Journal of Neolitik Arkeoloji dergisinde yayınlanan çalışma , mezarın İsveç'teki ve tüm İskandinavya'daki en eski taş mezar odalarından biri olduğunu doğruladı.
İKİ FARKLI AŞAMADA KULLANILDI
Ekibin tarihleme çalışması, mezarın muhtemelen MÖ 3500 civarında Erken Neolitik dönemde inşa edildiğini ve muhtemelen iki farklı aşamada mezarlar için kullanıldığını ortaya çıkardı. Birincisi MÖ 3500 ila 3400 yılları arasında, ikincisi ise MÖ 3400 ila 3300 yılları arasındaydı.
Araştırmacılar ayrıca mezardaki çoğu ilk evreye tarihlenen kemiklerin aralarında bebek ve yaşlıların da bulunduğu en az 12 kişiye ait olduğunu belirledi.
Kalıntıların kafa karıştırıcı yönlerinden biri, mezara gömülen insanların kafatasları ve uyluk ve kol gibi büyük kemikler de dahil olmak üzere bazı parçalarının eksik veya sayıca az olmasıdır. Aynı zamanda araştırmacılar, alışılmadık bir keşif olarak el ve ayaklardaki küçük kemiklerin, dişler ve kaburga parçalarıyla birlikte iyi bir şekilde temsil edildiğini buldular.
Göteborg Üniversitesi'nden arkeolog Karl-Göran Sjögren, bir basın açıklamasında "Bu, genellikle megalit mezarlarda, yani Neolitik döneme ait taş mezar odalarında gördüğümüzden farklı ." dedi. "Genellikle eksik olan kemikler ayak ve ellerdeki daha küçük kemiklerdir."
Mezardaki arkeolojik gözlemler ve toprak analizleri, kalıntıların bulunduğu zemin katmanlarının bütünlüğüne işaret ediyor. Bu, eksik kemiklerin Erken Neolitik dönemde çıkarılmış olabileceğini gösteriyor ancak bunun nedeni hala gizemini koruyor.

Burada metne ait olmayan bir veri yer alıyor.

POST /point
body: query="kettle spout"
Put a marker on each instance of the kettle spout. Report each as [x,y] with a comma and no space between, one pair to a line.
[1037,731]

"KAFATASLARI VE BÜYÜK KEMİKLER MEZARDAN ÇIKARILMIŞ OLABİLİR"
Sjögren, "Kafatasları ve büyük kemikler kayıp ve mezardan çıkarılmış olabilir. Bunun gömme ritüelleriyle mi yoksa arkasında ne olduğunu bilmiyoruz" dedi.
Ayrıca mezara gömülen kişilerin nasıl öldüğü de belirsiz; araştırmacılar bunu tespit etmeye çalışıyor.
Sjögren, "Gömülü insanlarda herhangi bir yaralanma görmedik, bu nedenle şiddete karışıldığını düşünmüyoruz. Ancak DNA'larını incelemeye devam ediyoruz ve bu onların herhangi bir hastalığı olup olmadığını gösterecek" dedi.
Araştırmacılar, DNA analizini kullanarak mezardaki bireylerin akraba olup olmadığını da belirlemeye çalışıyor.
Sjögren, "Ön DNA sonuçları, kemiklerdeki DNA'nın iyi korunmuş olduğunu gösteriyor. Bu, mezardaki insanlar arasındaki aile ilişkilerini yeniden kurabileceğimiz anlamına geliyor ve şu anda bunun üzerinde çalışıyoruz." dedi.